Le don d’Oliver Cowdery
    Notes de bas de page

    Le don d’Oliver Cowdery

    D&A 6, 7, 8, 9, 13

    Portrait d’Oliver Cowdery

    Oliver Cowdery cherchait le sommeil et il se posait des questions. Est-ce que les histoires qu’il entendait pouvaient être vraies? À l’automne de 1828, l’instituteur de vingt-deux ans était en pension à Palmyra, New York, où Joseph Smith, père, vivait. Peu après son arrivée dans la région, il commença à entendre des rumeurs sur Joseph Smith, fils, sur ses rencontres avec des anges et sur sa découverte des plaques d’or.

    Sa curiosité attisée, il posa beaucoup de questions à son propriétaire, avide d’en apprendre davantage. Au début, Joseph, père, fut réticent à lui en parler, mais par la suite, il céda à la demande de son pensionnaire et lui parla des expériences de son fils, Joseph. Si ces choses merveilleuses étaient vraies, il fallait qu’Oliver le sache. Il pria. Il ressentit de la paix. Il fut convaincu que Dieu avait parlé et que les histoires qu’il avait entendues étaient vraies1.

    Il ne parla de cette expérience à personne, bien qu’il parlât souvent des plaques d’or et commençât petit à petit, à croire que Dieu l’avait appelé à être secrétaire de Joseph Smith tandis qu’il traduisait2. Quand le trimestre scolaire du printemps de 1829 se termina, Oliver se rendit à Harmony, en Pennsylvanie, où Joseph vivait avec sa femme, Emma. Il cultivait des terres appartenant à Isaac Hale, le père d’Emma.

    La traduction des plaques s’était arrêtée l’été précédent après que le secrétaire de Joseph, Martin Harris eut perdu le manuscrit. Malgré cela, Joseph avait rassuré sa mère, lui disant qu’un ange lui avait annoncé que le Seigneur allait lui envoyer un secrétaire. Joseph avait ajouté « J’ai confiance que cette promesse va s’accomplir3. » En effet, le Seigneur allait envoyer un secrétaire et, à la surprise de sa mère et de son père, ce fut Cowdery, l’homme qu’ils avaient aidé à préparer. Oliver Cowdery arriva chez Joseph et Emma Smith, le 5 avril 1829.

    Joseph et Oliver ne perdirent pas de temps. Après avoir passé le 6 avril à s’occuper de formalités, ils commencèrent dès le lendemain le travail de traduction.

    Une révélation pour Oliver

    La traduction continua pendant plusieurs jours, puis Joseph reçut une révélation pour son secrétaire. Elle répondait aux doutes qu’Oliver avait sur le don prophétique de Joseph Smith car elle relatait des expériences dont Oliver n’avait parlé à personne. « [R]eporte-toi à la nuit où tu as crié vers moi dans ton coeur, afin de connaître la vérité de ces choses. » le Seigneur lui a rappelé, « [N]’ai-je pas apaisé ton esprit à ce sujet ? Quel témoignage plus grand peux-tu avoir que celui de Dieu ? … [Ne] doutez pas, ne craignez pas4» (voir D&A 6:22-23).

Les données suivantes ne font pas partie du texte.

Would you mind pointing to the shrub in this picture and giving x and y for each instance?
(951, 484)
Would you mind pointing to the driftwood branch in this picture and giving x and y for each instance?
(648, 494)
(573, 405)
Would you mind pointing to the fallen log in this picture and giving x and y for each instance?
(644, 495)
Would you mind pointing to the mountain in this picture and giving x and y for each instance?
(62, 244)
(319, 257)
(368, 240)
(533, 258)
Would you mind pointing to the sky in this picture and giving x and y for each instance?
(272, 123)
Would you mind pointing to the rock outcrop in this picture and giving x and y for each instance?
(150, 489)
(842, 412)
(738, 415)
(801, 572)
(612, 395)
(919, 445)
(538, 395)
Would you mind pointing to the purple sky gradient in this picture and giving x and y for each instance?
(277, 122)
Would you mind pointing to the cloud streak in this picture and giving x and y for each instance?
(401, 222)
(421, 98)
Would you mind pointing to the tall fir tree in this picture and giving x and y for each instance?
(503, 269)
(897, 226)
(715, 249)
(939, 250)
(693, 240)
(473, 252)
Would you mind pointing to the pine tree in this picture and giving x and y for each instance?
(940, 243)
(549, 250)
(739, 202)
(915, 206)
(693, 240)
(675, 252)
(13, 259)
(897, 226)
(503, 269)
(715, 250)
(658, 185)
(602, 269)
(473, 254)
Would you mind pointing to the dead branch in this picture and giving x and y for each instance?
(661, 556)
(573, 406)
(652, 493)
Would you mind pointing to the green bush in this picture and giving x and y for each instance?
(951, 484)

    Oliver arriva à Harmony, croyant qu’il avait été appelé à écrire pour Joseph ; maintenant qu’il y était, il voulut savoir ce que le Seigneur avait en réserve pour lui. La révélation déclarait: « Voici, tu as un don, et tu es béni à cause de ton don. Souviens-toi qu’il est sacré et qu’il vient d’en haut. » Son don était le don de révélation, par lequel il pouvait « découvr[ir] des mystères, afin d’en amener un grand nombre à connaître la vérité, oui, de les convaincre de l’erreur de leurs voies5.» (voir D&A 6 :10-11). Le Seigneur offrit à Oliver un autre don : « Si tu le désires de moi, je t’accorde le don de traduire tout comme mon serviteur Joseph » (voir D&A 6:25).

    En attendant, Oliver continua à observer Joseph Smith utiliser son don pour traduire. Au cours de ce mois, les deux hommes se questionnaient sur le destin de l’apôtre Jean, un sujet d’intérêt à ce moment-là. Le récit historique de Joseph rapporte que leurs opinions différaient et ils « décidèrent de résoudre leur désaccord au moyen de l’Urim et du Thummim6 ». Ils reçurent la réponse dans la vision d’un parchemin que Joseph traduisit, qui est maintenant Doctrine et Alliances 7.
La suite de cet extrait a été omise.